VLDB 2020: TiDB, A Raft-based HTAP Database
At PingCAP, our goal is to build a database that is a single, real-time source of truth so that the applications and the businesses on top of it can adapt to uncertainty. As we built TiDB, we benefited from databases and distributed systems research such as Raft and Spanner. Along the journey, we've developed some novel ideas, and we are thrilled to contribute them back to the academic community.
A group of our engineers have summarized what we've learned in a new research paper, "TiDB: A Raft-based HTAP Database." In this paper, we propose TiDB as a Hybrid Transactional and Analytical Processing (HTAP) database, a "one size fits many" solution for OLTP and OLAP applications.
HTAP databases require processing transactional and analytical queries in isolation to remove the interference between them. To achieve this, it is necessary to maintain different replicas of data specified for the two types of queries. To this end, we propose extending replicated state machine-based consensus algorithms to provide consistent replicas for HTAP workloads. Based on this novel idea, we present a Raft-based HTAP database: TiDB.
The figure above shows the key architecture of TiDB. TiDB is built on a multi-Raft storage system which consists of a row store (TiKV) and a column store (TiFlash). The row store is built based on the Raft algorithm to materialize updates from transactional requests. In particular, it asynchronously replicates Raft logs to learners which transform row format to column format for tuples, forming a column store. This column store allows analytical queries to read fresh and consistent data in real time. On the top of this storage system, we build an SQL engine to optimally access TiKV and TiFlash for HTAP queries. Comprehensive experiments show that TiDB achieves isolated high performance under CH-benCHmark, a benchmark focusing on HTAP workloads.

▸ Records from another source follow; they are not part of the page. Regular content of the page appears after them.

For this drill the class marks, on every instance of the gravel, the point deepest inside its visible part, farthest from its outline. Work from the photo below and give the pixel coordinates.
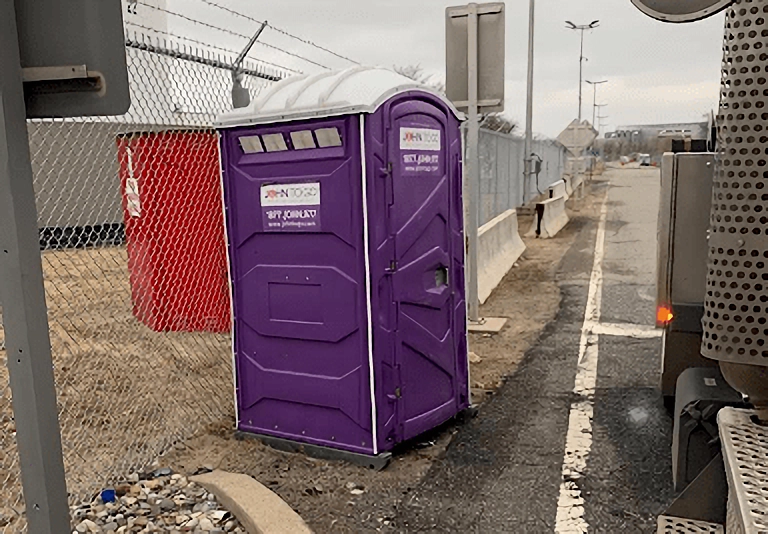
(157, 502)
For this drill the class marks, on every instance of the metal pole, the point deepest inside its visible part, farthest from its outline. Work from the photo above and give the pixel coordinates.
(581, 65)
(25, 317)
(473, 168)
(528, 164)
(241, 97)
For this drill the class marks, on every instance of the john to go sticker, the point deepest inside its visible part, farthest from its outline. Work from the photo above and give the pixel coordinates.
(291, 207)
(420, 139)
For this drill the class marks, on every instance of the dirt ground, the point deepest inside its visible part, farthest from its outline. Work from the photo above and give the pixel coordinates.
(320, 491)
(126, 393)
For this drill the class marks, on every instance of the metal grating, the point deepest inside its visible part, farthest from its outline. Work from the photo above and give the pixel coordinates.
(676, 525)
(735, 326)
(746, 464)
(733, 523)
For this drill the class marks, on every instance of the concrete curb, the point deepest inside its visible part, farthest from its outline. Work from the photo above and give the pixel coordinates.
(259, 510)
(499, 247)
(550, 218)
(559, 189)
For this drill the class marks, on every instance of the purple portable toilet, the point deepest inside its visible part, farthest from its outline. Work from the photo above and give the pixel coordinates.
(344, 219)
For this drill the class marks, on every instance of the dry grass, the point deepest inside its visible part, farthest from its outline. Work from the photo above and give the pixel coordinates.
(126, 393)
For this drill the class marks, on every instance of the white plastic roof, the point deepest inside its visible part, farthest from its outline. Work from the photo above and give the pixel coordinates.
(330, 93)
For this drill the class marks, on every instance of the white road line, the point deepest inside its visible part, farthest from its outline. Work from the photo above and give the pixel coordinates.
(638, 331)
(578, 442)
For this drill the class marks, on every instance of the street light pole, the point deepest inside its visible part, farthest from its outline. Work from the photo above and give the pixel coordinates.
(528, 164)
(594, 97)
(582, 28)
(599, 110)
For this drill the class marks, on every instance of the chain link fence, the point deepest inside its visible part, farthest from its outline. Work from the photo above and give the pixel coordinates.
(502, 171)
(134, 263)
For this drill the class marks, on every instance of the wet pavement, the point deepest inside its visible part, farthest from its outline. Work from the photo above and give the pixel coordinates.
(504, 469)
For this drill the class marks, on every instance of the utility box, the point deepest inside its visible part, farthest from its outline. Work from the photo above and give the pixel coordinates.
(343, 199)
(174, 230)
(686, 197)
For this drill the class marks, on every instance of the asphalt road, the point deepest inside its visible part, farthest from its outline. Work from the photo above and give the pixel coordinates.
(504, 471)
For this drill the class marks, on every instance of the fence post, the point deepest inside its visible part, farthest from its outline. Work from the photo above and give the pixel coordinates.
(25, 317)
(472, 170)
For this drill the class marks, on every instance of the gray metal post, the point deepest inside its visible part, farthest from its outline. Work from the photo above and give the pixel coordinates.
(241, 97)
(24, 311)
(528, 168)
(581, 69)
(473, 168)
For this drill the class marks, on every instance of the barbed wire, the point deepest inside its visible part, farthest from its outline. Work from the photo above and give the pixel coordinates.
(231, 32)
(212, 46)
(279, 30)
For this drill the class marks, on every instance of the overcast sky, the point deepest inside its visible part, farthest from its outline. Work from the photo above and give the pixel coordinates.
(657, 72)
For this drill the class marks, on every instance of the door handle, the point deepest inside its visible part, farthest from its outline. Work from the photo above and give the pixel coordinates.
(441, 277)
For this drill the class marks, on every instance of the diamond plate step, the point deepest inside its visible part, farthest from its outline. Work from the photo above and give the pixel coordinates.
(745, 454)
(675, 525)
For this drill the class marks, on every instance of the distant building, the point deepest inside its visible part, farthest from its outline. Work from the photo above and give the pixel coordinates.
(650, 132)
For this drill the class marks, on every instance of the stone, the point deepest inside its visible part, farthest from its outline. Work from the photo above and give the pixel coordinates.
(122, 488)
(162, 472)
(217, 515)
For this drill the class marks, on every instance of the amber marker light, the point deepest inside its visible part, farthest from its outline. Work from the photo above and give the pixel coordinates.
(664, 315)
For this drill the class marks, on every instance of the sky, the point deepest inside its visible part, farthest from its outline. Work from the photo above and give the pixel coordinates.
(656, 72)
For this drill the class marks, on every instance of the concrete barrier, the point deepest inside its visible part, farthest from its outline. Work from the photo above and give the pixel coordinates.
(568, 179)
(499, 247)
(559, 189)
(550, 218)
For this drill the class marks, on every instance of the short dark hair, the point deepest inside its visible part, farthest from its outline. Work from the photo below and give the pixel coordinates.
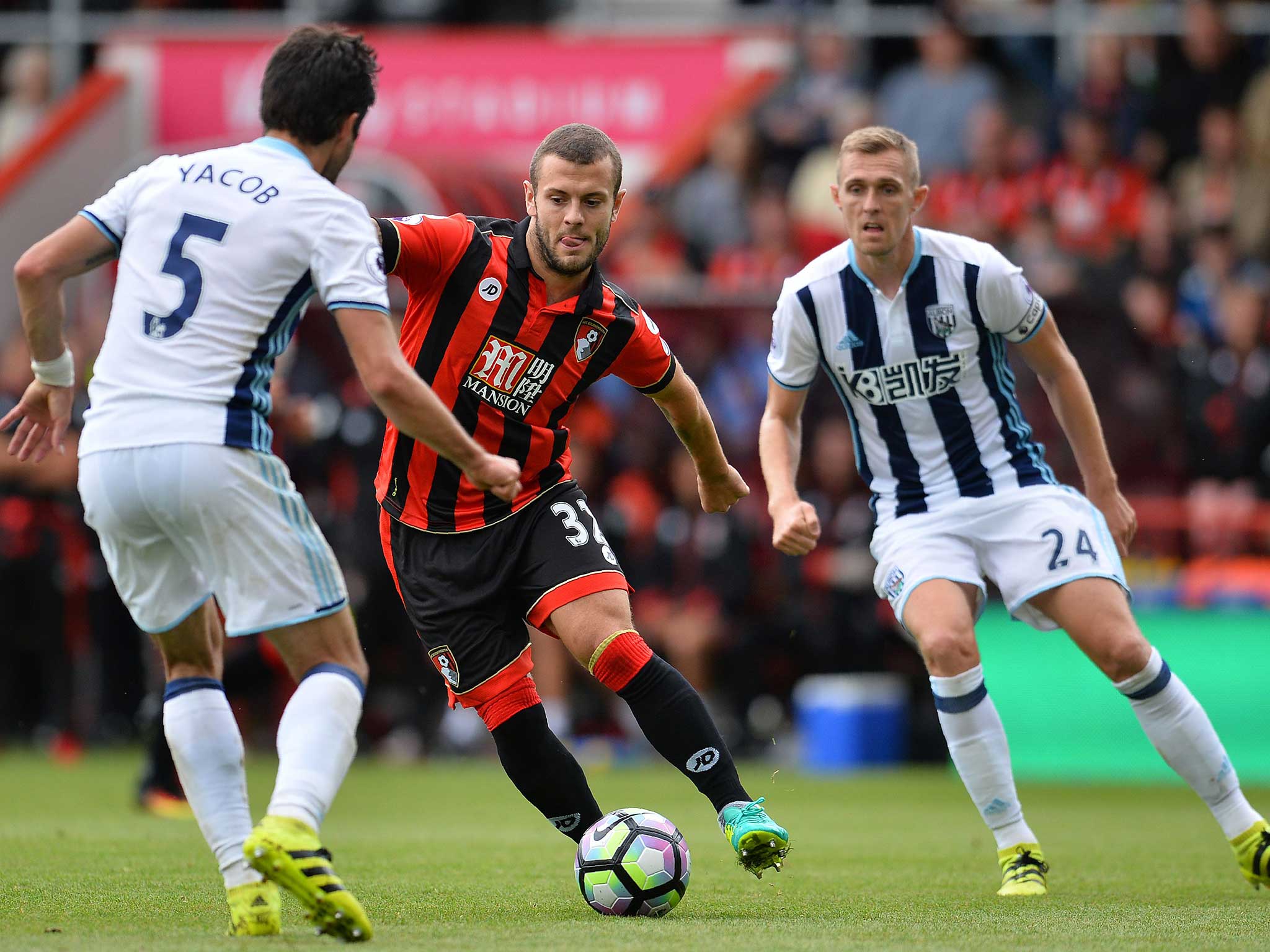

TiDB presents an innovative solution that helps consensus-algorithm-based NewSQL systems evolve into HTAP systems. NewSQL systems ensure high availability, scalability, and data durability for OLTP requests by replicating their database like Google Spanner and CockroachDB. They synchronize data across data replicas via replication mechanisms typically from consensus algorithms. Based on the log replication, NewSQL systems can provide a columnar replica dedicated to OLAP requests so that they can support HTAP requests in isolation like TiDB.
We believe that the future of the database is about unification, adaptiveness, and intelligence. When we face uncertainty in the future, we will have the unified infrastructure to adapt intelligently. We hope that "TiDB: A Raft-based HTAP Database" can inspire researchers and software engineers to make the future come earlier. The paper will be published in August, 2020, in PVLDB, Volume 13, Issue 12. We also look forward to discussing the paper with you at VLDB 2020.
We would like to offer a big "thank you" to authors and reviewers of the paper. We also want to thank the many contributors and users in our TiDB community. You have made TiDB what it is today, and you will continue to make it better tomorrow.